6-yr. old wants to move out
Hello all, I have not posted here before, but thought it a good time to come and visit. Maybe you've experienced this or have some helpful advice for us?
My 6-yr. old son has packed his bags and says he's moving out. (now I would laugh myself at that, but he actually did it) DH & I tried the 'ol reverse psychology by saying "oh, okay, well we hope you like your new family and we're sorry you won't be able to go to Disney with us", but then he has kept it going ever since. Now we've started saying "you know, we will be VERY sad if you move away from us and our hearts will be broken". He assures us he'll come to visit.
Anyone go through this? Is it just a phase? What's the best way to react?
TIA peeps!
I don't have any advice...my daughter is only 22 mos (next week) but seeing this in the future would NOT surprise me! Reminds me of a story my family used to tell...my uncle got that same bright idea around the same age, he packed a little backpack with his jammies and some crackers and juice and headed out. In the winter! He came back very quickly!
I would think it is definitely a phase. Did he say why he wanted to move out all of a sudden? Bless his heart, chuckling at the image that he actually packed his bags. Ask him where he's moving to!
I've been in your shoes....when my 18 yr old was 7 she up and ran away. Yes, 7 and she actually left our house in the middle of winter wearing a pair of boots and shorts. She just went about a block away to a friend of our family. We let her stay there for a while (couple hours) and talk to her. What had happened was my cousin had a baby on her birthday and everyone kept telling her how cook it was that the baby HAD her birthday.
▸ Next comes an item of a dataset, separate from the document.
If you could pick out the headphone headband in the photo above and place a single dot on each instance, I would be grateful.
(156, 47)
She only understood that the baby would now have that birthday and she didn't any longer. It just took someone having the patience to let her talk and explained to her that they could both still have the same birthday. Just keep reminding him how much you all love him and how you would be sooo upset if he actually left. I do think it's probably just a phase and he'll come around but it's no fun in the mean time.
Oh boy do I feel for you. My 6 year old son is good for these kinds of tricks. He hasn't left home yet but I wouldn't put this past him any day now. Both he and his 11 year old sister believe life in my house is soooooo horrible (wait until they get around to meeting someone with a horrible life). One of the things I tell my kids is that it is illegal for them to leave home and the police will come and arrest them. I don't know if that's the best solution but it works on seatbelts too. They don't want to go to jail (which I guess they feel is worse than my house - LOL) so they pay attention.
You might want to get at the root of the sudden change which is often hard at 6. But maybe you could ask him why he thinks it would be better to leave and where he wants to go. Could he leave and go to a grandparent's house for awhile to get away and relax? There is something that has changed in his mind that makes him think somewhere else is better than home. I know I went through this phase too as a child. He'll get past it but it wouldn't hurt to see what has happened to make him pack his bags.
Good luck.
Thank you all for the replies. I ended up calling a parent coach / psych who deals with this kind of stuff as I was concerned that it would carry beyond the childhood years if we dealt with it incorrectly as parents. The first thing she did was listen, the second thing she did was say "well, he is very determined if he packed his bags and you are going to LOVE that determination when he gets older" (which was a compliment as she feels he will be a goal setter and determined to meet his goals), and the third thing she said was "can we meet on Thursday". I feel so much relief. I do hate to put down the money for it, but I honestly hate to play my cards wrong and have my child lose because of it. I know it might seem over-reactive, but I guess I'd much rather be safe than sorry.
Again, thank you all & god bless your families!